I admit that I am the biggest noob in the world when it comes to SSL, and the fact that I got it working at all is nothing short of a miracle. I don’t think I landed on that specific guide you linked, but it does seem to be on par with the Cloudflare recommendation linked above.

@schoen I am a little concerned that my entire configuration is beyond ridiculous. I didn’t understand how things were working, so when I check the certificates, it looks like I have a ton of duplicates.

root@domainname:/home/domainname# certbot certificates
Saving debug log to /var/log/letsencrypt/letsencrypt.log


Found the following certs:
Certificate Name: domainname.com-0001
Domains: domainname.com
Expiry Date: 2017-09-30 01:19:00+00:00 (VALID: 88 days)
Certificate Path: /etc/letsencrypt/live/domainname.com-0001/fullchain.pem
Private Key Path: /etc/letsencrypt/live/domainname.com-0001/privkey.pem
Certificate Name: www.domainname.com
Domains: www.domainname.com
Expiry Date: 2017-09-30 01:20:00+00:00 (VALID: 88 days)
Certificate Path: /etc/letsencrypt/live/www.domainname.com/fullchain.pem
Private Key Path: /etc/letsencrypt/live/www.domainname.com/privkey.pem
Certificate Name: forums.domainname.com
Domains: forums.domainname.com
Expiry Date: 2017-09-30 01:19:00+00:00 (VALID: 88 days)
Certificate Path: /etc/letsencrypt/live/forums.domainname.com/fullchain.pem
Private Key Path: /etc/letsencrypt/live/forums.domainname.com/privkey.pem
Certificate Name: www.forums.domainname.com
Domains: www.forums.domainname.com
Expiry Date: 2017-09-30 01:20:00+00:00 (VALID: 88 days)
Certificate Path: /etc/letsencrypt/live/www.forums.domainname.com/fullchain.pem
Private Key Path: /etc/letsencrypt/live/www.forums.domainname.com/privkey.pem
Certificate Name: domainname.com
Domains: domainname.com forums.domainname.com www.forums.domainname.com www.domainname.com
Expiry Date: 2017-09-29 22:55:00+00:00 (VALID: 88 days)
Certificate Path: /etc/letsencrypt/live/domainname.com/fullchain.pem
Private Key Path: /etc/letsencrypt/live/domainname.com/privkey.pem

“which might imply that you’re not actually behind Cloudflare at the moment.”

If I use Qualys’ SSL Labs website to check the domain, it shows Cloudflare in the details, but based on CF’s wording, our setup implies that it’s our local certificates being used; not CF’s.
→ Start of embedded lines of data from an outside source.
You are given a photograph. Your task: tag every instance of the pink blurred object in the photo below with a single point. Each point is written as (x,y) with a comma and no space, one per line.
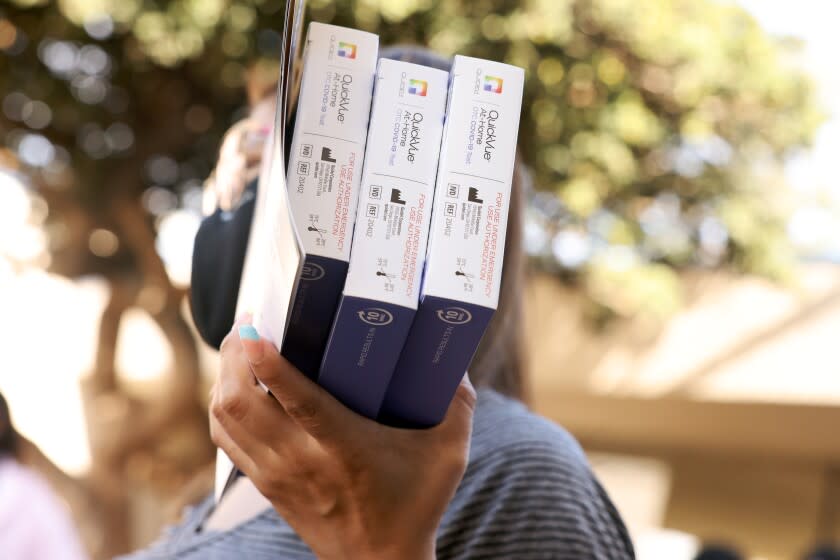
(34,523)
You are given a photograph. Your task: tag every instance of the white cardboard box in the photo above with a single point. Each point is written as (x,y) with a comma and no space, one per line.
(463,273)
(386,263)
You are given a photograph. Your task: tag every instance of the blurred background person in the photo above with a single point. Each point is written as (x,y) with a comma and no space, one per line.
(34,524)
(683,237)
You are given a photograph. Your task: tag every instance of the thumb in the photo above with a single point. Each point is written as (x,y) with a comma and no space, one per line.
(457,423)
(310,406)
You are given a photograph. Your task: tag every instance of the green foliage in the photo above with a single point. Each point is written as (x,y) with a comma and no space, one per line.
(656,129)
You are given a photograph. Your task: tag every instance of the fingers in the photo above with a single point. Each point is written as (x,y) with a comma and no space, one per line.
(222,440)
(307,404)
(253,418)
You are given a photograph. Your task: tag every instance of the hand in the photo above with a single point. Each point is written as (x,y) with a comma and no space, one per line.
(240,158)
(239,164)
(349,487)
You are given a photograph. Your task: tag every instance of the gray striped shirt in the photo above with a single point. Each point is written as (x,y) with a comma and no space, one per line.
(528,494)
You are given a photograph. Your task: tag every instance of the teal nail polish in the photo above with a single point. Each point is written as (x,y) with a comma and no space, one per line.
(248,332)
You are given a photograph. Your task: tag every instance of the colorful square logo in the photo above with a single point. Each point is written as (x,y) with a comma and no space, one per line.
(418,87)
(493,84)
(346,50)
I feel like I wish I could start entirely over at this point, because the configuration seems quite complex due to me not knowing what I was doing from the get-go.

Thanks for all of the feedback and help; much appreciated.

I’m not sure that CF can use your cert - they should not have your private key.
SSL Labs should show the IP used and the cert details.
Your servers’ IP and cert should be different - if you are behind CF.

This topic was automatically closed 30 days after the last reply. New replies are no longer allowed.